In other news, today is my third day in Michigan. My parents flew in to NC last Thursday for my graduation ceremony, which was held on Friday (pictures forthcoming). Everything went really well, until Saturday when I started to come down with a cold.  I was sick as a dog on Sunday, basically lying in bed all day while my mom continued to pack around me (which didn't make me feel any better). I hate not having any privacy when I feel and look like shit; privacy in my apartment was completely impossible due to the fact that most of the packing boxes were in my bedroom, and with my apartment's layout you have to walk through my bedroom to get to the only bathroom (my parents were staying with me). So I laid there, totally awake and feeling awful, until I got stir-crazy and decided to go out for one last frozen yogurt run with my awesome friend Kim. Monday, my parent and I sat around waiting to hear from the moving company...who failed to call or even SHOW UP, despite the fact that my mom had arranged for them to move us on Monday (the date was printed on the contract she had). On top of it all, my mom couldn't even reach anyone at any of the three numbers or so that she had; this company apparently isn't even OPEN on Mondays! At about noon, we resigned ourselves to the fact that we would probably have to explore our other options. We ended up renting a small U-Haul truck, asked a few friends over to help move my stuff into it, and got out on the road at about 2:45. The moving company did end up calling my mom back, nonchalantly asking when we wanted them to arrive THE NEXT DAY, to which my mom told them we had already left (and also gave them a piece of her mind). The drive back was long, but not too difficult. It was surprisingly mild in Michigan, with temperatures in the mid 40s (today we're back in the 30s, but it's sunny outside).

Since returning I have done...very little. Job applications are moving at a crawl, unpacking is being done in spurts, and as yet I have not seen any of my MI friends (I will be seeing a few of them shortly, however). I have a hard time believing that Christmas is almost here. There is no snow on the ground, and there probably will be very little come Christmas day. In good news, I'm SLEEPING!! No Ambien for the last three nights, and I've had wonderful sleep. I don't miss my apartment as I thought I might (although it's still early to tell). I do miss my Gville friends, and my close proximity to everything, though. I hope to see them all in March, hopefully, as our panel got accepted into the Society for Applied Anthropology's conference in Baltimore! Yay! I'm trying to hope that I might have a job by then, but I'm trying to not stress too much about that yet.

That's about it for now. Happy holidays, everyone! :-)
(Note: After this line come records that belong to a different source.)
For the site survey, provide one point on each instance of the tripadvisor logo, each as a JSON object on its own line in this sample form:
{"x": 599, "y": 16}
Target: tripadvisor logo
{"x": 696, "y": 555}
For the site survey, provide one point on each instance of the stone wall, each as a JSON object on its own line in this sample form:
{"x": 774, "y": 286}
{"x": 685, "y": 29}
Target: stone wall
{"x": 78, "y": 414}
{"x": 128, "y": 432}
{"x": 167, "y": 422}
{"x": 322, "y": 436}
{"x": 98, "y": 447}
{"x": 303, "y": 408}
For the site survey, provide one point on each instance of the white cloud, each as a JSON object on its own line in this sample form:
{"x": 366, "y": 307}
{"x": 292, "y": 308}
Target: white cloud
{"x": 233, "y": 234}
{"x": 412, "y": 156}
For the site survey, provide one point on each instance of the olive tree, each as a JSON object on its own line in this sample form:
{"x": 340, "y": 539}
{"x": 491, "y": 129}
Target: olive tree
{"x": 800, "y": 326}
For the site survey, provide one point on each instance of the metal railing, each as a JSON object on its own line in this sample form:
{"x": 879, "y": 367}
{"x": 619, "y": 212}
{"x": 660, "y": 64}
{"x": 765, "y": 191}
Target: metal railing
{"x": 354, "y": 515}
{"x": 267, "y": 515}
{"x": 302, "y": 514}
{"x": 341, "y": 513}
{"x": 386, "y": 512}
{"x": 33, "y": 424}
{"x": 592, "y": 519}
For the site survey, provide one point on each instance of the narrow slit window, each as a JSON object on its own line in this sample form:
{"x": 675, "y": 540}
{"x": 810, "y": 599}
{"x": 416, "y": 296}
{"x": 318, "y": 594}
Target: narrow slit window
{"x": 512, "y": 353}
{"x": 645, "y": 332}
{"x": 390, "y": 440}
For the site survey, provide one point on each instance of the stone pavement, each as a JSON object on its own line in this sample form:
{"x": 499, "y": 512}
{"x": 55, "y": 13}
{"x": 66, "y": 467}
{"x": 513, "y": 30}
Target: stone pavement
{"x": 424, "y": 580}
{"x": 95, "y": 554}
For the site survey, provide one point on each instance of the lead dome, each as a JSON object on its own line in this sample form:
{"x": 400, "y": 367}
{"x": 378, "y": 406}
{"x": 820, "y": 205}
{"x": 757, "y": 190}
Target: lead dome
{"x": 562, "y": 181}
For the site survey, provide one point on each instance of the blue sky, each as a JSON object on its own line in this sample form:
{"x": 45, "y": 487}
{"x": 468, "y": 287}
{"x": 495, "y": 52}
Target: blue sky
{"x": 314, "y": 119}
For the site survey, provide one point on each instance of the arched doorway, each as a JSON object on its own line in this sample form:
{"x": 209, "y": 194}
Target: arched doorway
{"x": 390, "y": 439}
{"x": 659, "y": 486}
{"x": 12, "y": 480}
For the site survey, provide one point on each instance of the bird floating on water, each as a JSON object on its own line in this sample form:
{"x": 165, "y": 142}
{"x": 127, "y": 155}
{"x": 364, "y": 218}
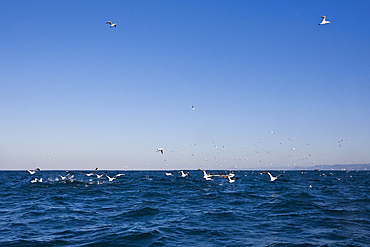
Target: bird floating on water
{"x": 111, "y": 24}
{"x": 101, "y": 175}
{"x": 206, "y": 176}
{"x": 63, "y": 177}
{"x": 184, "y": 174}
{"x": 36, "y": 180}
{"x": 272, "y": 178}
{"x": 32, "y": 172}
{"x": 324, "y": 21}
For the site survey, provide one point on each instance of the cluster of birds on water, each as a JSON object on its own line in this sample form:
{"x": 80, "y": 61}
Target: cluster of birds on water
{"x": 207, "y": 176}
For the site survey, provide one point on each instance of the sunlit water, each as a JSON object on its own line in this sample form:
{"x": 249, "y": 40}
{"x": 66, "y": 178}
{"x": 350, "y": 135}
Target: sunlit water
{"x": 148, "y": 208}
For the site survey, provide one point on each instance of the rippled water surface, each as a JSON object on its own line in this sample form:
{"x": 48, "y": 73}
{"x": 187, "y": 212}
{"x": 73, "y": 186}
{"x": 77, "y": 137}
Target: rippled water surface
{"x": 148, "y": 208}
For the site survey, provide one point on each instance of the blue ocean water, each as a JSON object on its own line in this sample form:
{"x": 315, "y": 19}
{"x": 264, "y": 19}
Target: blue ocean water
{"x": 148, "y": 208}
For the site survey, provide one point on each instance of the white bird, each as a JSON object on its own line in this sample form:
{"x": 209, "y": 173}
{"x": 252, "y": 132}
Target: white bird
{"x": 272, "y": 178}
{"x": 184, "y": 174}
{"x": 231, "y": 180}
{"x": 36, "y": 180}
{"x": 119, "y": 174}
{"x": 111, "y": 24}
{"x": 115, "y": 177}
{"x": 205, "y": 175}
{"x": 63, "y": 177}
{"x": 324, "y": 21}
{"x": 32, "y": 172}
{"x": 91, "y": 173}
{"x": 100, "y": 176}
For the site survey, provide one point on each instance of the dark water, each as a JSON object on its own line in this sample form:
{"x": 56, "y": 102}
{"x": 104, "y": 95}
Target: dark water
{"x": 151, "y": 209}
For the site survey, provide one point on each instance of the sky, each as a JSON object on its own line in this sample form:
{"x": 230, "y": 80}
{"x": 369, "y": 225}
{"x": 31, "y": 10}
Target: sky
{"x": 270, "y": 87}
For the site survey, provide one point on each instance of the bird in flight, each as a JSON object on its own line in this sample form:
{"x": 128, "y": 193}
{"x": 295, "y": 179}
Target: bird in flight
{"x": 111, "y": 24}
{"x": 32, "y": 172}
{"x": 324, "y": 21}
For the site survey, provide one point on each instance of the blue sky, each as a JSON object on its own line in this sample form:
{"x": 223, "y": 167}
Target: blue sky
{"x": 86, "y": 95}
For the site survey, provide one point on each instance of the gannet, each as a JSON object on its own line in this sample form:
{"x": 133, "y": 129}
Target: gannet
{"x": 272, "y": 177}
{"x": 184, "y": 174}
{"x": 111, "y": 24}
{"x": 63, "y": 177}
{"x": 231, "y": 180}
{"x": 91, "y": 173}
{"x": 115, "y": 176}
{"x": 100, "y": 176}
{"x": 32, "y": 172}
{"x": 36, "y": 180}
{"x": 324, "y": 21}
{"x": 205, "y": 175}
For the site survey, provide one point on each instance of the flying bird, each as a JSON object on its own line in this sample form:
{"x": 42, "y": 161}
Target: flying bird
{"x": 32, "y": 172}
{"x": 114, "y": 178}
{"x": 36, "y": 180}
{"x": 272, "y": 178}
{"x": 111, "y": 24}
{"x": 91, "y": 173}
{"x": 184, "y": 174}
{"x": 205, "y": 175}
{"x": 63, "y": 177}
{"x": 324, "y": 21}
{"x": 101, "y": 175}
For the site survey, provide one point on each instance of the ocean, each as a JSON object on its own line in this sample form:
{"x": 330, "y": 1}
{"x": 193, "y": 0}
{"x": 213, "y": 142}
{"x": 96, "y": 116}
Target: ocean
{"x": 149, "y": 208}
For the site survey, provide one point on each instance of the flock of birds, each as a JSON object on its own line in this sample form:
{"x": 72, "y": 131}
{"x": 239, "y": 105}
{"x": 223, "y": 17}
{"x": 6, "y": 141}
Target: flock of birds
{"x": 70, "y": 176}
{"x": 207, "y": 176}
{"x": 324, "y": 21}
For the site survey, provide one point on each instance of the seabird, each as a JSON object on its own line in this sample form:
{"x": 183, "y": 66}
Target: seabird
{"x": 91, "y": 173}
{"x": 205, "y": 175}
{"x": 36, "y": 180}
{"x": 115, "y": 176}
{"x": 231, "y": 180}
{"x": 272, "y": 177}
{"x": 184, "y": 174}
{"x": 63, "y": 177}
{"x": 111, "y": 24}
{"x": 99, "y": 176}
{"x": 32, "y": 172}
{"x": 324, "y": 21}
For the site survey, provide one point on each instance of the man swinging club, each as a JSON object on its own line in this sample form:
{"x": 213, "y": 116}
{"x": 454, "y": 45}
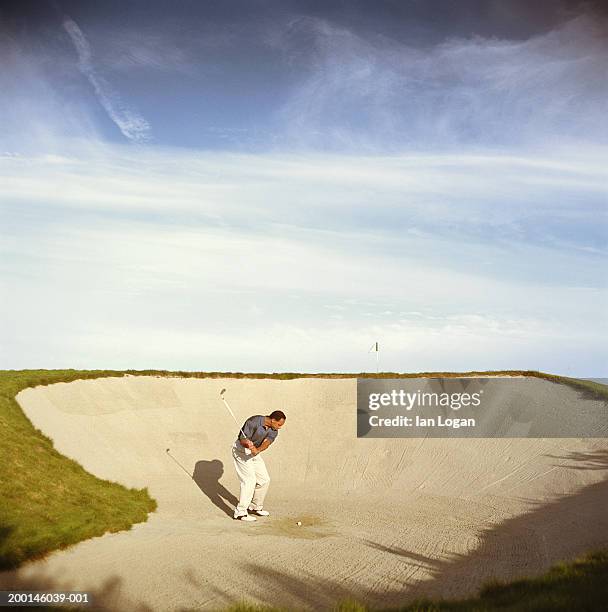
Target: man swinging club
{"x": 257, "y": 434}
Wednesday, December 7, 2011

On the Eve of My Birthday

...I am working on a cover letter. This is my first job application since finishing my thesis a few weeks ago. My first.  I am sooooooooooooooooooooooooooo screwed. The letter is a steaming pile so far, due mostly to the fact that I hate talking about myself. Correction: I hate selling myself. If my resume/CV can't convince you that I'm at least worth an interview, then shit. On top of it, I feel like I'm walking on ice with every sentence I type; I want to at least get my ideas out but my inner critic cringes with each word. My adviser is also a brilliant writer, which gives me confidence in his editing abilities, but makes it harder to give him something I know totally sucks.  If only you could be self-deprecating in a cover letter, cuz I would rock that shit.

In other news, tomorrow I face another birthday and a new year of life. I'm hoping it will be better than the last, and at the moment it seems to be looking up, aside from the job situation. My thesis is done, I'm weaning myself off the Ambien, I'll be seeing my family in a few weeks, etc. I'm a little sad to leave Greenville and all the friends I've made, though. I'll miss my crappy apartment, and the little nooks and crannies I've made my home here. Nonetheless, I'm looking forward to a new chapter of life (unemployment).  As much as the economy might suck right now, I'm done being a student. Hopefully I can have a relaxing holiday season and not stress about all the unknowns too much.  Knowing my luck, I'll move back home only to get a job in Greenville and move back here all over again. My life tends to be funny like that.